La stampa locale ha riportato la notizia, però, parlando di una protesta da parte del Rettore. Ed invece, va corretta, in quanto non si è trattata di una protesta del Rettore dell’Università di Salerno, ma di un militante della Lega, che, in quanto militante politico, esercita il suo diritto di espressione come ogni altra persona secondo le garanzie costituzionali. In questo ruolo, però, la sua parola non è in grado di influire direttamente in tale materia, eppure per la stampa è andata così: è stato il Rettore ad intervenire e non il militante della Lega Aurelio Tommasetti. Sarebbe, pertanto, utile avere chiarimenti in materia e anche sui ruoli che sono stati protagonisti in questa vicenda di censura del dissenso (tra l’altro, censura poco efficace in tempi di internet e realtà aumentata).

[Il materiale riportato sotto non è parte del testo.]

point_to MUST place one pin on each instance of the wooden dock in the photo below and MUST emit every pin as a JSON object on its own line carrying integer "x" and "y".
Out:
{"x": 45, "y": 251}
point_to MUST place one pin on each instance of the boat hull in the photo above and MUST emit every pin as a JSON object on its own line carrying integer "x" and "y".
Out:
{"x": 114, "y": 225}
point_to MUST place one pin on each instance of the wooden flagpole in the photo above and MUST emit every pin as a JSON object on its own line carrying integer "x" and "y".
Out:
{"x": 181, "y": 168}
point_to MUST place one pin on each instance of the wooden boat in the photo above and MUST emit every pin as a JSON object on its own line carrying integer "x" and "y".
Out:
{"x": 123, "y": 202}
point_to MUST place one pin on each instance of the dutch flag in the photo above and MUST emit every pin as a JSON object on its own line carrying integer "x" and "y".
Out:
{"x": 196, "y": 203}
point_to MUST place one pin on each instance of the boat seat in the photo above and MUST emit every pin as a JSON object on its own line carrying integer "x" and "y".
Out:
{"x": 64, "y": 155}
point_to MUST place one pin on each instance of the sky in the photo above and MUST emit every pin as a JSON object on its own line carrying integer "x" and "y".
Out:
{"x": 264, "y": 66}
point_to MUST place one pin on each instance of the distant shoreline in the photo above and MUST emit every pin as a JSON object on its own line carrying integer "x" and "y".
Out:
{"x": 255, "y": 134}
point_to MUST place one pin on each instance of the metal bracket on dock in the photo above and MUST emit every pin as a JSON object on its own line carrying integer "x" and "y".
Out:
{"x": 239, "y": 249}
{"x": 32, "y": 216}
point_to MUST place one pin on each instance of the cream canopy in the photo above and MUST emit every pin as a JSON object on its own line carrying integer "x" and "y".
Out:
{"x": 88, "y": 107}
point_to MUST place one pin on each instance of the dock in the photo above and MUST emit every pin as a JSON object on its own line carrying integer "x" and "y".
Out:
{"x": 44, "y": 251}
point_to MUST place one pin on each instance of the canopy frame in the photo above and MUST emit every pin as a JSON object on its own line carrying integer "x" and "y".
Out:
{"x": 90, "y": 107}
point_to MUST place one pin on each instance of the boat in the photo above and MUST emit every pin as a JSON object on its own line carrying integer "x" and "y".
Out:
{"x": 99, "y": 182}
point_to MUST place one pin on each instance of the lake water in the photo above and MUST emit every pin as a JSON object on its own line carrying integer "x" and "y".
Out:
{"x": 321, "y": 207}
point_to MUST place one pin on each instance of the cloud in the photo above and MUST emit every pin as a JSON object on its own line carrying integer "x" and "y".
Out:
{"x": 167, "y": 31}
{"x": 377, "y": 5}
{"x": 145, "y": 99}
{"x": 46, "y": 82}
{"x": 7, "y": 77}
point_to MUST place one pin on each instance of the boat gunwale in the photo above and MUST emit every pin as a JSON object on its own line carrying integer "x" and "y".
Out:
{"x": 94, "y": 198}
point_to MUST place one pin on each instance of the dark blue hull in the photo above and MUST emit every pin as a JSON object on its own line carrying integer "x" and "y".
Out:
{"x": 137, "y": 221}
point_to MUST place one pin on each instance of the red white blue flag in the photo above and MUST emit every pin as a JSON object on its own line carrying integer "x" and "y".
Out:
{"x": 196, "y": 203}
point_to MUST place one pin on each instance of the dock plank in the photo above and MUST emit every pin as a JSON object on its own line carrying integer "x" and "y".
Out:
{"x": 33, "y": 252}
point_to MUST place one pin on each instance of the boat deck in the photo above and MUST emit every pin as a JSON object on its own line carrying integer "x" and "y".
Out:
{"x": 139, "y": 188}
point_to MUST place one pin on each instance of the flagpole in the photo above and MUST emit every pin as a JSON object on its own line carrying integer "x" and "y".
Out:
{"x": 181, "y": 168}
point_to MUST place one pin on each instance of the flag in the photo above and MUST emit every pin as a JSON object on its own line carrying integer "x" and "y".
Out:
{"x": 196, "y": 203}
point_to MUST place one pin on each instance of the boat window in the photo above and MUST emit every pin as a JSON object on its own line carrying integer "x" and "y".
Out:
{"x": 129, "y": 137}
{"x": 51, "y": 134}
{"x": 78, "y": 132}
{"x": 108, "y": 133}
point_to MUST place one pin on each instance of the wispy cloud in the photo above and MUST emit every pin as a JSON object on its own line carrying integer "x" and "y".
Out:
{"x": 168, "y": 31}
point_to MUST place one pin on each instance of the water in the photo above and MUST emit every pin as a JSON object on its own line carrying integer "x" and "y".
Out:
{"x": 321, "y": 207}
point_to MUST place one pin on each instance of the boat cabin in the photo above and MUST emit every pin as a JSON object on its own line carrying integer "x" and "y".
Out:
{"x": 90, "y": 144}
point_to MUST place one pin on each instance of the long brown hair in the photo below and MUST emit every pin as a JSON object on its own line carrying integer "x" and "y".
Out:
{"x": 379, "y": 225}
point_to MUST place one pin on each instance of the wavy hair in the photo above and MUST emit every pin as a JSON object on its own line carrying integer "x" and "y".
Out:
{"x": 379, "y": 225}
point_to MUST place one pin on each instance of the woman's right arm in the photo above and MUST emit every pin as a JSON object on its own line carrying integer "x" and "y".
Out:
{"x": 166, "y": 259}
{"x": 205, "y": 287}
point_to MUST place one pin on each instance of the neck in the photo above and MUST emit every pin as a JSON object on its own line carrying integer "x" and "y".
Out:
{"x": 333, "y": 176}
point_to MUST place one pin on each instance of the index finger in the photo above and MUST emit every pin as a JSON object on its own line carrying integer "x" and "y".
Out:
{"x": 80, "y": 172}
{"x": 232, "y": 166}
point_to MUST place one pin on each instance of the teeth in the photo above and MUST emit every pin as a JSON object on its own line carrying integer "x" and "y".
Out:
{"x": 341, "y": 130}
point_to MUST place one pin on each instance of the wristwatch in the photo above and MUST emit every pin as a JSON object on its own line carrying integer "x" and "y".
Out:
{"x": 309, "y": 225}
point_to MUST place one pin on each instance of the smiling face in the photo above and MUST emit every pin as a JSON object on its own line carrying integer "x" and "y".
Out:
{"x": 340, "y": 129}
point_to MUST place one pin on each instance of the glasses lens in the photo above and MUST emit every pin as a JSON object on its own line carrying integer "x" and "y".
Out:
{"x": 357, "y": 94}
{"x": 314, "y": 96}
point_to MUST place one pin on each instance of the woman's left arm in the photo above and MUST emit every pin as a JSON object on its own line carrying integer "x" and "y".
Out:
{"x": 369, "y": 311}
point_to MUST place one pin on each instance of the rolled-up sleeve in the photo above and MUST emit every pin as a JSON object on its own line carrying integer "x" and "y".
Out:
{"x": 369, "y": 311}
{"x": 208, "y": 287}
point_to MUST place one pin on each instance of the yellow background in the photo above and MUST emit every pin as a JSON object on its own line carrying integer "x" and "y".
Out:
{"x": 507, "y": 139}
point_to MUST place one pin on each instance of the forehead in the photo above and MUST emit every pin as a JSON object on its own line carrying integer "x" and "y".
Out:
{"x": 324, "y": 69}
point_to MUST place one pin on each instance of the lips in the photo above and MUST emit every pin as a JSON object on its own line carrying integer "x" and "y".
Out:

Una censura che si ripete in una provincia che si sta dimostrando sempre più chiusa e repressiva verso la libertà di dissenso, come già ricordato in una affollata assemblea pubblica in città a fine giugno e come rappresentato sia dallo striscione tolto durante il comizio di Matteo Salvini nel mese di maggio nel capoluogo su cui era scritto “Questa Lega è una vergogna”, sia dagli avvisi di garanzia ricevuti nello stesso mese da 12 attivisti per avere protestato ad una ronda-manifestazione della Lega a lungomare alla caccia di spacciatori e ambulanti. La libertà di critica è a fondamento della democrazia. La sua messa in discussione è un pericolo che dovrebbe allertare tutti, anche quando si applica ad un murale irriverente verso un Ministro.